長井線リポート(24) 不思議に感動できる場所
松川橋梁を渡り切ると下り坂となり、列車の振動も軽やかで心地よい。ブラタモリが大好きなのは崖と縁(ヘリ)であるが、松川橋梁から梨郷駅までの区間は、置賜盆地の北の縁を走る区間であり、長井線の中でも特異な風景が楽しめる区間である。今回は写真3枚をご覧いただきたい。
とりあえず北側の風景を楽しむことにする。松川橋梁を渡ってしばらくすると、北側の縁から樹木の枝が覆いかぶさって来る。山形鉄道の方が「(自然災害から線路を守るために植えられた)鉄道林がある」と言っていた場所が、この辺りなのかもしれない。

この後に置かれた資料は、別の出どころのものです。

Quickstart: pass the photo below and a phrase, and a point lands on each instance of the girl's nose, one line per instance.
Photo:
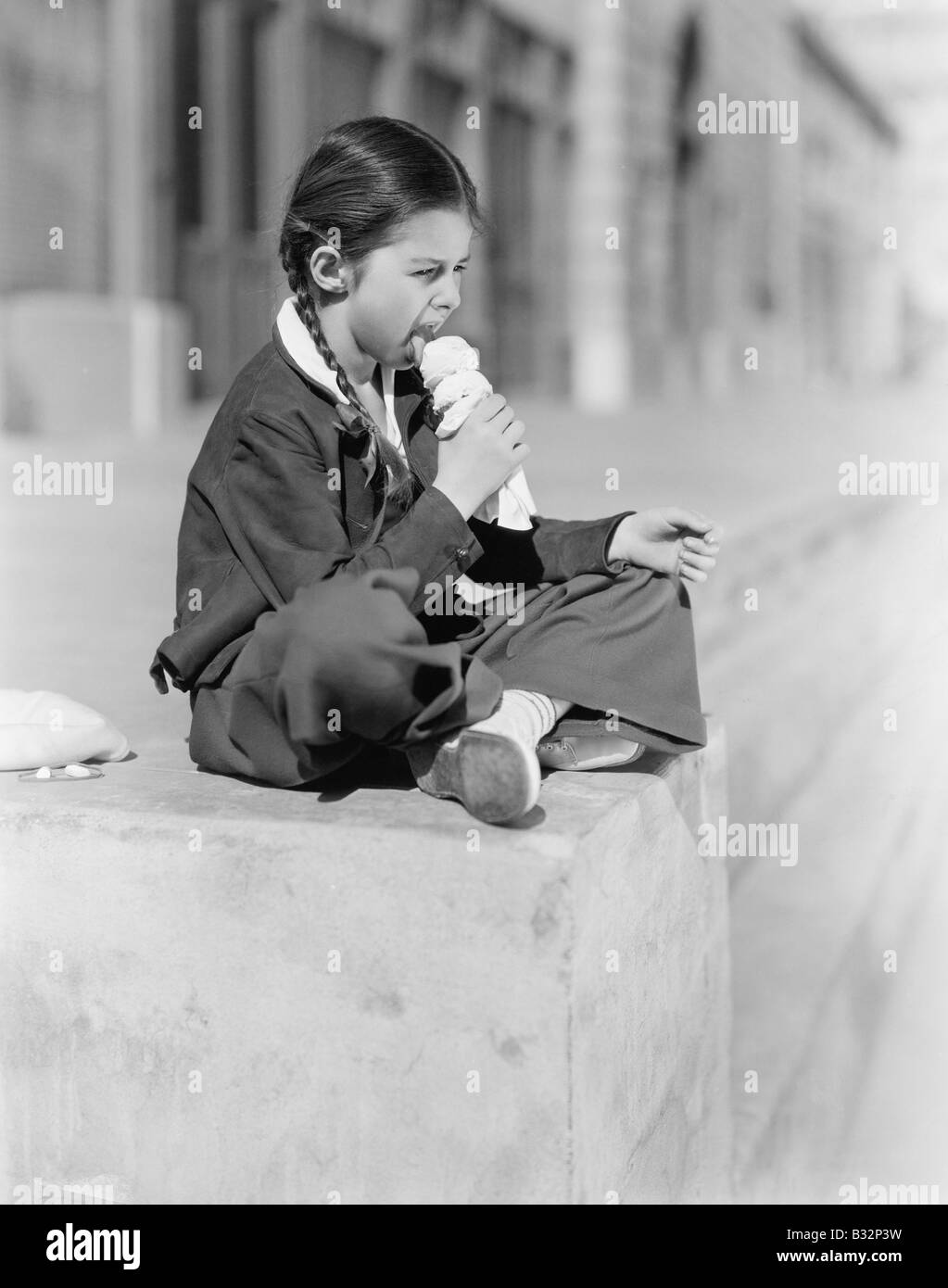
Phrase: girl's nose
(449, 297)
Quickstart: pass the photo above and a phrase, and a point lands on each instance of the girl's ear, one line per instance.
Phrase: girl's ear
(327, 270)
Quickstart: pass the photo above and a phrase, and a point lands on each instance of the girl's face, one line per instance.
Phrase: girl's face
(411, 284)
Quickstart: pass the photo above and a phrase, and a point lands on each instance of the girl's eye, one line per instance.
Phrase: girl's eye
(423, 271)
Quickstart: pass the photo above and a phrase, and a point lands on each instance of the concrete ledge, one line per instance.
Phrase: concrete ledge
(531, 1016)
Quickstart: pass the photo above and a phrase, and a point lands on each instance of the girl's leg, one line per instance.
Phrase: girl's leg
(621, 648)
(344, 663)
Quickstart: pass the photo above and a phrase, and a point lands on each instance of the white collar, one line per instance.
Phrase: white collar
(301, 347)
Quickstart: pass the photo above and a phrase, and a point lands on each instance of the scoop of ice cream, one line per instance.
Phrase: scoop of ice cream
(443, 356)
(460, 384)
(458, 412)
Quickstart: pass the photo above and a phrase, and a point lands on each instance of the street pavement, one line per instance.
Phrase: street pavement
(849, 623)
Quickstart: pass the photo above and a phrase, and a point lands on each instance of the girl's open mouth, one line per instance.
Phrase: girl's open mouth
(418, 340)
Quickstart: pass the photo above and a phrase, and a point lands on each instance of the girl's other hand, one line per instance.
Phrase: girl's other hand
(670, 540)
(485, 451)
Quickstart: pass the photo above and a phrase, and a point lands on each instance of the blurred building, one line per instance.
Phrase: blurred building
(902, 52)
(631, 257)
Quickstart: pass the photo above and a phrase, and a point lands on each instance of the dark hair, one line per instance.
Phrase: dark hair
(365, 179)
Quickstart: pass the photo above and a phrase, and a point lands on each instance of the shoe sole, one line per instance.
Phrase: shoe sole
(555, 756)
(495, 778)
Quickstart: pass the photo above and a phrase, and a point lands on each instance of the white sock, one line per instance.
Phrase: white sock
(524, 713)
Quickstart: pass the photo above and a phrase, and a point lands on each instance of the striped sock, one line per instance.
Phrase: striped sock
(524, 713)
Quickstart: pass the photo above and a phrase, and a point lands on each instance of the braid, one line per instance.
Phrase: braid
(400, 481)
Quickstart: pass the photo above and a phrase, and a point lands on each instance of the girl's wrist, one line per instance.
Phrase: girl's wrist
(620, 545)
(458, 498)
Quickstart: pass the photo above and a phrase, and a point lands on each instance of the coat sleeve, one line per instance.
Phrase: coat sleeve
(551, 550)
(281, 509)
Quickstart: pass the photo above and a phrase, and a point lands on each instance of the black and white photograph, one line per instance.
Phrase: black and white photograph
(473, 693)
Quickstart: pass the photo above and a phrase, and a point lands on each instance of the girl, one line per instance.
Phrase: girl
(326, 529)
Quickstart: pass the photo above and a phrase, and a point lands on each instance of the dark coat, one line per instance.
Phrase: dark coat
(278, 499)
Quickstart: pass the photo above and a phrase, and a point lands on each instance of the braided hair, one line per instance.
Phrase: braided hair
(366, 178)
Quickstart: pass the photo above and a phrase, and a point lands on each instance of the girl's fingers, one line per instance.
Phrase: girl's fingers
(690, 559)
(689, 519)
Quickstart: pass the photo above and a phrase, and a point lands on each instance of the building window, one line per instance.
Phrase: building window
(436, 103)
(247, 73)
(187, 95)
(344, 76)
(436, 19)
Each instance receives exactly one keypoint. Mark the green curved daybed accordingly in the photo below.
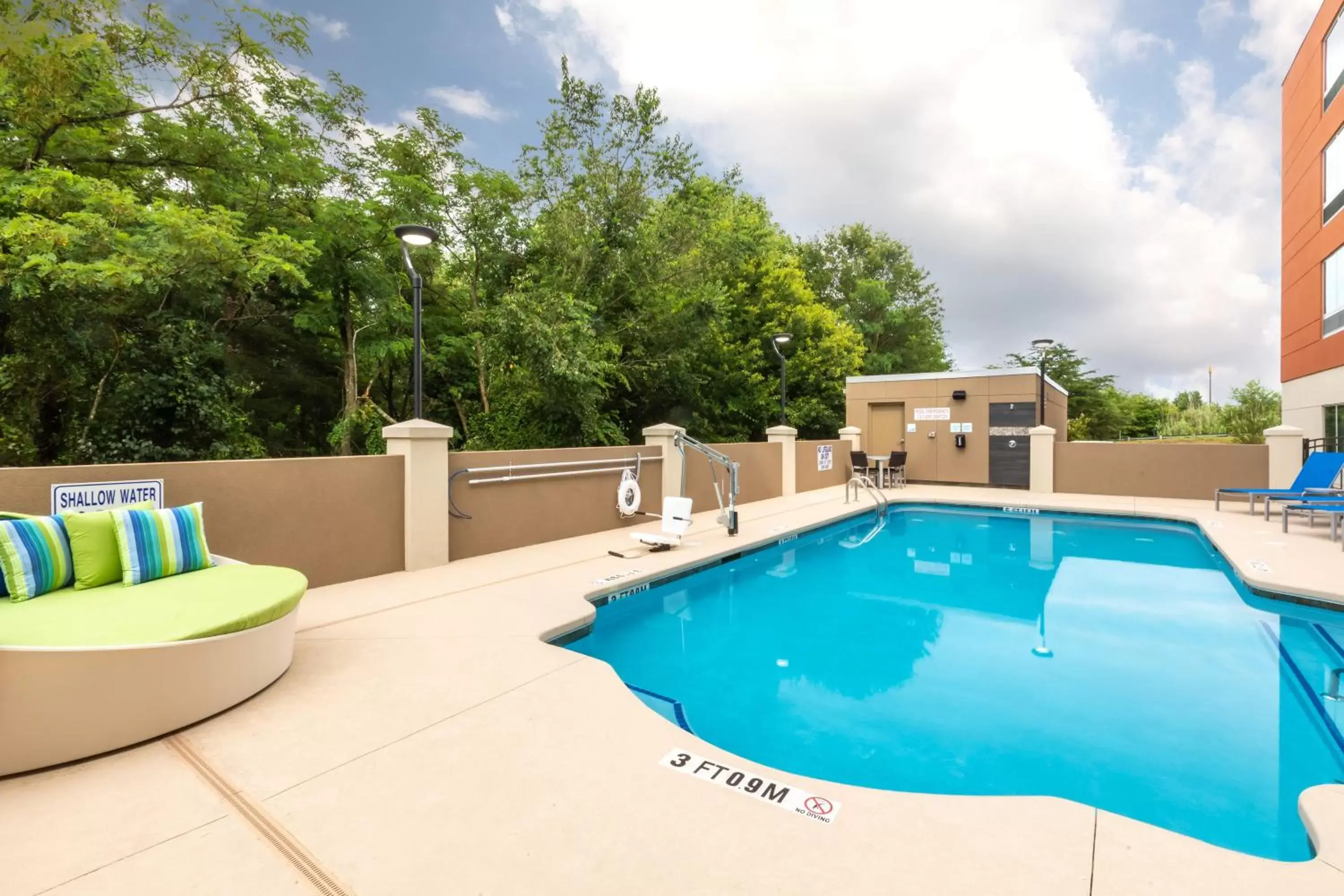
(85, 672)
(194, 605)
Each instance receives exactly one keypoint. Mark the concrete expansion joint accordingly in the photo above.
(245, 809)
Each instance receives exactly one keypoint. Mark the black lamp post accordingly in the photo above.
(416, 236)
(776, 342)
(1042, 346)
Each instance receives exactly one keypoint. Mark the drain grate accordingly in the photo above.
(257, 817)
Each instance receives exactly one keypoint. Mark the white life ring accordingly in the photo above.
(628, 497)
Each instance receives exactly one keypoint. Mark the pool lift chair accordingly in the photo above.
(676, 511)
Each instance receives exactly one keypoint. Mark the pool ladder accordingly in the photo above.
(858, 481)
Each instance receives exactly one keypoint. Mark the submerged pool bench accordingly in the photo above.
(85, 672)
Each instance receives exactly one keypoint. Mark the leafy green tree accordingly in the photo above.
(873, 281)
(1254, 409)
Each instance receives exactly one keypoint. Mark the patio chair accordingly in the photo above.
(1312, 508)
(897, 469)
(859, 464)
(1316, 476)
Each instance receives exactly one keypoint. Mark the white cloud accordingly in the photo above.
(506, 21)
(1280, 27)
(1132, 45)
(971, 132)
(334, 29)
(467, 103)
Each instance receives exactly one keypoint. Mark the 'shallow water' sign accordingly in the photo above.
(77, 497)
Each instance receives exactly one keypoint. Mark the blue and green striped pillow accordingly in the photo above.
(35, 556)
(155, 544)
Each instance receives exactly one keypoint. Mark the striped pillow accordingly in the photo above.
(155, 544)
(35, 556)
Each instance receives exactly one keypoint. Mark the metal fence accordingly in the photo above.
(1328, 444)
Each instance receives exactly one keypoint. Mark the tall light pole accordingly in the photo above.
(1042, 346)
(776, 342)
(416, 236)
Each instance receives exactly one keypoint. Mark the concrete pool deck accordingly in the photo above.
(428, 741)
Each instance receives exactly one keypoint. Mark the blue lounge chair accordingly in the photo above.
(1311, 508)
(1316, 476)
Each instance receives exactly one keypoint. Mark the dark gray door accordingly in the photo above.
(1010, 443)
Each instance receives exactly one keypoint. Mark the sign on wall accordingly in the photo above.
(78, 497)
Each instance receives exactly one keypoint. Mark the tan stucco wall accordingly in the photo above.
(935, 458)
(761, 476)
(806, 465)
(334, 519)
(513, 515)
(1159, 470)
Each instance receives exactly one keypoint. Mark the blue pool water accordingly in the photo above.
(1115, 663)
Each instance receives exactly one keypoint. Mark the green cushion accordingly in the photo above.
(181, 607)
(93, 544)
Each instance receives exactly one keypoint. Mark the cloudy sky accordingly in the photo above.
(1104, 172)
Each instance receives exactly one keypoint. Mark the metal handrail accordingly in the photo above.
(510, 477)
(542, 476)
(874, 492)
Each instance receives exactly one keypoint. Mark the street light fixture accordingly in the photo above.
(416, 236)
(776, 342)
(1042, 346)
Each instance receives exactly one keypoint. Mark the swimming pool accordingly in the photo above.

旧長井街道の踏切辺りまでは旧道と並行して走る。豪農の館風の屋敷が見られる。中には蔵が何棟か建てられ、門付きの家も見ることができる。南陽市史によれば、梨郷地区は大正中期から「丸リ白菜」が全国的に有名で、関東や関西方面に貨車で運ばれて行ったというが、その名残であろうか。
線路の南側に目をやれば、国道113号線が走っている。この先には最上川があり、その橋の名前は「幸来橋」。山形新聞やまがた橋物語によれば、初代の幸来橋は1887年(明治20年)に建設され、現在は3代目になるという。橋の建設に奔走した梨郷の松木慶太氏が「幸せが来るように」との願いを込めて応募した名称が採用されたのだという。
崖と縁の鉄道林を抜け、新旧の街道に挟まれ、街道筋の暮らしぶりも味わえる約1.2キロは、大人(としょり)が不思議に感動できる場所だった。やっぱり乗ってみなけりゃわからないものである。